Une des plus grosses objections contre cette attitude d’esprit n’est pas seulement le conformisme et l’optimisme satisfait, le consentement universel qui sont à la base. Kipling échappe jusqu’à un certain point aux conséquences de sa faiblesse par la lucidité impitoyable du génie et par la haute dignité des devoirs qu’il exige de tout ce qui se prétend nanti du droit de commander. Mais en faisant de chacun de nous le centre d’une attention secrète, si bien informée, si infaillible, si mystérieusement active et, en même temps, si dédaigneusement prête à la soumission, Kipling écrit un conte de fées ; il ment à l’histoire naturelle de la société humaine. Les hommes ne sont pas si intuitifs, si bien documentés, si secrètement infaillibles, si continuellement attentifs qu’il s’amuse à nous le dire. Les hommes sont inquiets, ignorants, étourdis, inattentifs, versatiles, vite fatigués.
Du tableau peint par Kipling, risque de subsister avant tout l’impression desséchante du dédain qui monte sans arrêt des hommes d’en bas vers les hommes d’en haut. Là son génie n’a pas pu se défendre contre la réalité. L’atmosphère qu’on respire dans son œuvre finit donc, certains jours, par être aussi étouffante que celle de la prison pour dettes de Dickens. Je pense aux jours où s’évanouit le conte de fées. Le dédain que nous sentons autour de nous, dans la vie réelle, est d’un cours lent, divisé à tout instant par la nonchalance, par l’incuriosité, par l’ignorance des hommes. Le dédain, dans Kipling, quand il a perdu son brouillard de prestige, garde la merveilleuse sûreté d’instinct dont l’homme de génie l’a doué : il est alors une force rapide et irrésistible ; profondément décourageante si la joie de vivre n’était, chez lui, toujours supérieure à tout.
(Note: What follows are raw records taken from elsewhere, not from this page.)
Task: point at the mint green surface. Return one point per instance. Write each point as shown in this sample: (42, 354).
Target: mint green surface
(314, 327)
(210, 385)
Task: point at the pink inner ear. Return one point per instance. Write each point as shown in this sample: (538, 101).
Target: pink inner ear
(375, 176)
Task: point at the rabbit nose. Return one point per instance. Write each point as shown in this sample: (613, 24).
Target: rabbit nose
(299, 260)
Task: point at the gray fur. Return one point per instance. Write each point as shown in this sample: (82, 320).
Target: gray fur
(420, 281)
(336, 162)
On a fait à Bergson une réputation de brillant écrivain. En réalité il use moins qu’eux tous de l’effroyable jargon de Trissotin. Et il a eu quelques bonheurs d’expression pour faire saisir son idée fixe. En réalité, aussi, sa parole est claire et captivante. Mais sa langue écrite est une gélatine. Il est difficile de lui rendre les arêtes du cristal de la pensée. C’est du style d’homélie, qui rappelle celui de Renan. Qu’on ne s’amuse pas à objecter que, précisément, dissertant sur l’intuition (qu’il place à l’antipode de la réflexion), il a besoin d’un style nuageux et estompé. S’il le voulait ainsi, que ne se faisait-il musicien ? Tant qu’on reste enchaîné à la rigueur analytique du langage, ce n’est pas en esquivant ses lois qu’on le pliera à des fins nouvelles. Comme, au bout du compte, c’est en être raisonnant qu’il s’adresse à notre raison pour lui faire comprendre son contraire, je ne vois pas pourquoi il n’use pas de toutes les armes de la raison.
Une œuvre de poète a donné corps à tout un aspect de sa théorie, c’est la Cité des songes, de Kipling. Jamais le brouillard de la vie intérieure n’a été si puissamment évoqué. Mais regardez la structure du détail ; du granit.